The equilibrium constant, often represented by the symbol \(K_c\), is a vital aspect of understanding chemical reactions at equilibrium. It quantifies the ratio of the concentrations of products to the concentrations of reactants at equilibrium. For the general reaction \(aA + bB \rightleftharpoons cC + dD\), the equilibrium constant expression \(K_c\) is given by:\[K_c = \frac{[C]^c[D]^d}{[A]^a[B]^b}\]This expression presumes that all concentrations are measured in moles per liter (mol/L) and that the reaction has reached a state where the rates of the forward and reverse reactions are equal. An equilibrium constant with a larger value implies a greater concentration of products compared to reactants at equilibrium. If \(K_c\) is 100, for example, like in the given exercise, it signifies that products are favored at equilibrium compared to the reactants. It is important to note that the equilibrium constant is dependent on temperature and alterations in temperature can change its value.

Equilibrium concentration refers to the concentrations of reactants and products in a reversible chemical reaction when the forward and reverse reactions occur at the same rate. At this time, the concentration of each substance remains constant. In the exercise you're dealing with, we have initial concentrations for all species as \(1 \text{ M}\). As the system reaches equilibrium, the concentrations change, and we denote these changes by \( x \) for products \( \mathrm{C} \) and \( \mathrm{D} \), and \(-x\) for reactants \( \mathrm{A} \) and \( \mathrm{B} \).The equilibrium concentrations are found by adjusting the initial concentrations by these changes:- For \([\mathrm{A}]\) and \([\mathrm{B}]\), the equilibrium concentrations are \(1 - x\).- For \([\mathrm{C}]\) and \([\mathrm{D}]\), it is \(1 + x\).These calculations become practical in solving for an unknown when using the equilibrium expression, substituting these values. Solving for \( x \) allows us to find the equilibrium concentration of any specific component like \( [\mathrm{D}] \), as was required in the solution provided.

The reaction quotient, represented by \(Q_c\), is similar to the equilibrium constant in that it expresses the ratio of product concentrations to reactant concentrations.
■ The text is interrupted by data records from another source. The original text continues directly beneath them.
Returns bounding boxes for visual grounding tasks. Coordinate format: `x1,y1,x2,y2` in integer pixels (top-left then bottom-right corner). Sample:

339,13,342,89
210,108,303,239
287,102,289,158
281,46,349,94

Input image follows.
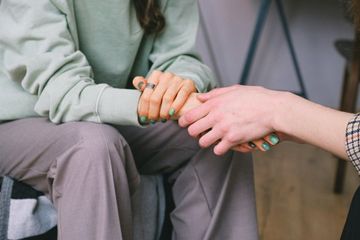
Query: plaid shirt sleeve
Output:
346,113,360,175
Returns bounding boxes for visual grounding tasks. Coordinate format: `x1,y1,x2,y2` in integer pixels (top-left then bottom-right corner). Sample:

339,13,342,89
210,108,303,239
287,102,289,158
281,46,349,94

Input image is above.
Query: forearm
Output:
274,93,353,159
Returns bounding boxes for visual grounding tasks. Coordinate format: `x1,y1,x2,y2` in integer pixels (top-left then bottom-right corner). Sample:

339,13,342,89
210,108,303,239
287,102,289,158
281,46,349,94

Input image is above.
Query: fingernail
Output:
140,116,147,123
270,134,280,145
138,82,144,90
169,108,175,116
248,142,256,148
261,142,271,151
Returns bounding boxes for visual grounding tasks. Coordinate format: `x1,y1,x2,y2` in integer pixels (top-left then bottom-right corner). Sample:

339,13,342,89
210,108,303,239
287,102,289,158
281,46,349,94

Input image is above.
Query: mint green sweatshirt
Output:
0,0,215,125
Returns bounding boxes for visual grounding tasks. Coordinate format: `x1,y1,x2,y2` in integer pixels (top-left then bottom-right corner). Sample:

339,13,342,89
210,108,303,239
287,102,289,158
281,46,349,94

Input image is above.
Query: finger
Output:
188,115,215,138
264,133,280,146
198,85,239,102
133,76,147,92
252,139,271,152
214,139,234,156
199,127,222,148
138,71,162,123
231,144,253,153
169,80,196,116
148,80,169,121
160,76,183,119
179,100,211,127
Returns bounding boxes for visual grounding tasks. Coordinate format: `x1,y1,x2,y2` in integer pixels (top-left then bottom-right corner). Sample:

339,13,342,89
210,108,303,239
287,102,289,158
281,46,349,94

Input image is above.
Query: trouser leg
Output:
0,118,139,240
119,123,258,240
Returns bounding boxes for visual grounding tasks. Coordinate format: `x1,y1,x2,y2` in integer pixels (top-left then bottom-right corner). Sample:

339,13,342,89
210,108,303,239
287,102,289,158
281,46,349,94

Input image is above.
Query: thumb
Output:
133,76,147,92
198,85,238,102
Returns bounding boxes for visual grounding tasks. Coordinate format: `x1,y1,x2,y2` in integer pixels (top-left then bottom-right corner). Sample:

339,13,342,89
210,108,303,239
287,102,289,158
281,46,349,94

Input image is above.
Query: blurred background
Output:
197,0,359,240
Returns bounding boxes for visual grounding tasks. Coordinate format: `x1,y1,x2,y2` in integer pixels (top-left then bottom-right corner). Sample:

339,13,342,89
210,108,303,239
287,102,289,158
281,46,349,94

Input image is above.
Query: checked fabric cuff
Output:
346,113,360,175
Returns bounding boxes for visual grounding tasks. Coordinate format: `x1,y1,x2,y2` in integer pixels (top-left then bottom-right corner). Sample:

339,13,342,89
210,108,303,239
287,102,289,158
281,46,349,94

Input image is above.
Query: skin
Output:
179,85,353,159
133,74,275,152
133,71,196,121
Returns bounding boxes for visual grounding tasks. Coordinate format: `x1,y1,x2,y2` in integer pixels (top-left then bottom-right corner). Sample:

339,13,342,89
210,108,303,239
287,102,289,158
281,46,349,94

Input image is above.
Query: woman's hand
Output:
179,85,288,155
133,70,196,123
However, while \(K_c\) is calculated only at equilibrium, \(Q_c\) can be calculated at any point during the reaction to predict the direction the reaction will proceed to reach equilibrium.The expression for \(Q_c\) is:\[Q_c = \frac{[C]^c[D]^d}{[A]^a[B]^b}\]After determining \(Q_c\), it's compared to \(K_c\):

• If \(Q_c = K_c\), the system is at equilibrium.
• If \(Q_c > K_c\), there are more products than needed for equilibrium, so the reaction will proceed in the reverse direction to form more reactants.
• If \(Q_c < K_c\), more products need to form, so the reaction moves forward to produce more products.

In the context of this exercise, once the equilibrium concentrations are calculated, they would give the value for \(Q_c\), which should equal \(K_c\) at equilibrium, confirming that our calculations are consistent and correct. The reaction quotient is an indispensable tool in predicting and monitoring the shifts in a reaction toward equilibrium.